The other little pigs finished their supper of sour milk, with some small potatoes which the farmer’s wife threw in to them. Mr. and Mrs. Pig ate a little, and then the farmer, after stopping up the hole where Squinty got out, so no more of the pigs could run away, started off over the fields, calling to his dog.
“Bow wow! Bow wow! Bow wow!” barked Don. That meant, in dog language, “I’ll find Squinty and bring him back.”
Meanwhile Squinty had tried his best to find a way out of the cornfield. But all he did was to walk up one row, and down another. If he had been tall enough to stand up and look over the tops of the corn stalks, he might have seen which way to go, but he was not yet large enough for that.
Pretty soon Squinty looked up, and he saw that the sun was not as bright as it had been. Squinty knew what this meant. The sun was going down, and it would soon be night.
“Oh dear! I wonder if I shall have to stay out all alone in the dark night,” thought poor Squinty. “Oh, I’ll never run away again; never!”
Just then he heard, off through the rows of corn, a dog barking.
“Bow wow! Bow wow! Bow wow!” went the dog.
“Oh, what shall I do? Where shall I hide?” thought Squinty. “A bad dog is after me.”

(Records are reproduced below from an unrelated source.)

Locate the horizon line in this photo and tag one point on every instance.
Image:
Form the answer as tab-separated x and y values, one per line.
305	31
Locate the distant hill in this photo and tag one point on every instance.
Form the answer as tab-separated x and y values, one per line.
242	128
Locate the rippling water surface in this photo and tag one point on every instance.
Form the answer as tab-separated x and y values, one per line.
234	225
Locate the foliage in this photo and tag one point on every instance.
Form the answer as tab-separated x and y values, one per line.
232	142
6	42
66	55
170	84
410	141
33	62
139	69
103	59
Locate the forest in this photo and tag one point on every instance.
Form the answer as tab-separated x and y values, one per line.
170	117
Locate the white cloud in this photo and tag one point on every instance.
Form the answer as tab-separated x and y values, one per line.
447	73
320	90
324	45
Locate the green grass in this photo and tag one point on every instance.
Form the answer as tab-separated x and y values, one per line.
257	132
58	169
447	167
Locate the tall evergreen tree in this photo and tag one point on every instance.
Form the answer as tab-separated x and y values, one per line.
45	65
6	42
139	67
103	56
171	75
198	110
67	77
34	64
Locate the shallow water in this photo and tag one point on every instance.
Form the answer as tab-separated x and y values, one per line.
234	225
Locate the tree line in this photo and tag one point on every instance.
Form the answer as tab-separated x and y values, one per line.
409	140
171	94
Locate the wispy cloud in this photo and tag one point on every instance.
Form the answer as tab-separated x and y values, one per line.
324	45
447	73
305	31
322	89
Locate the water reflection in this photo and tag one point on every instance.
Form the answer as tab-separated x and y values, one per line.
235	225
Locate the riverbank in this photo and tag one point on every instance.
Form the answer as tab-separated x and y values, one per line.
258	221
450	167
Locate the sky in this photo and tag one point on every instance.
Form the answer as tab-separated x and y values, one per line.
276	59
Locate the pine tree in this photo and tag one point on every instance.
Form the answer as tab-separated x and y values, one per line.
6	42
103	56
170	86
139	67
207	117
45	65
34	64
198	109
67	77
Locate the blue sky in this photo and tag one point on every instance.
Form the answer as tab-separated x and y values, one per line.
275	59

He ran this way and that, stumbling and falling down. The barking of the dog sounded nearer. Then Squinty heard a man’s voice saying:
“Get after him, Don! Find him! Find that pig!”
“Bow wow!” was the barking answer.
“Ha!” thought Squinty. “Don! That’s the name of the good dog on our farm! I wonder if he is coming after me?”
Just then the farmer, who had been following the tracks left in the soft ground by Squinty’s feet, came to the cornfield. The farmer saw where the pig had been walking between the green rows of corn.